The Mackenzie river near Tsiigehtchic

We made a stop in Fort McPherson for coffee at the Northern store and also visited the local Fort McPherson Tent & Canvas Shop. They don’t carry too much stock but we got a brochure. We also made a stop at Margaret’s Handi-Craft Shop and ordered a small handmade gift for our granddaughter. Julie notes “pssst Don’t tell Melodie! It’s a birthday surprise.”


Margaret in her home work space crafting her beautiful creations

Margaret, a retired teacher, was busily making many more native crafts.  Julie notes “She was excitedly working on a tiny pair of moccasins for a baby to be. Her work is beautiful and highly sought after.”

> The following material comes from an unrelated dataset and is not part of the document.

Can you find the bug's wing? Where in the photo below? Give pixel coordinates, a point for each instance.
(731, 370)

Scenery along the Dempster


We crossed back into the Yukon and set the clocks back an hour.   It was cold with a wind chill at the top of this pass where the boundary is located.  


Chilly Yukon boundary, Julie notes “Luckily we didn’t freeze in these positions.  As classy as we look, it might be time to get some professional help.  With the jazzy poses that is.”

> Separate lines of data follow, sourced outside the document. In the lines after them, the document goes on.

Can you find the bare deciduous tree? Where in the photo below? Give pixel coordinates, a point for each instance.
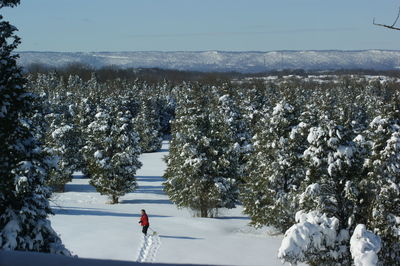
(389, 26)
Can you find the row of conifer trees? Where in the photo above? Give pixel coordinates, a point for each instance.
(294, 154)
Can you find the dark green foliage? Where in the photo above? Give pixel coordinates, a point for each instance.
(24, 205)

From this high pass you can see the road for miles in the distance.  Julie notes “Does anyone see a washroom along that long Canadian highway. No me neither.”

Julie was reading a brochure along the way about bear safety. They recommend you climb at least 4m up a tree to escape a grizzly. The unfortunate truth about that strategy, however, is that the trees are all 3 metres or less. Also, if the bear follows you up the tree, you will know it wasn’t a grizzly. haha  Julie wanted to stop and practice.  


I asked Julie to check out the trees to see if they would save her from a bear. Julie notes “Nice trick Brad! Luckily I’m pretty fast for an old gal and caught up with the truck before you got too far.”


I couldn’t resist picking her up, even if she was wrong. 😉

Driving these long Canadian highways gives us plenty of time to have numerous ‘discussions’ on all matters related to the north. Is the Arctic circle a line or an area? Can you be in the Arctic circle or are you above or below the Arctic circle? How do you pronounce Inuvik? Who was the mad trapper of rat river?  After one such ‘discussion’ Julie got out and decided to hitchhike.  Julie notes “Well Brad said ‘it’s my way or the highway’ and since his way was wrong the highway was my only option.”

That’s it for today from Eagle Plains, YT.  Off to Dawson City tomorrow after some family phone calls.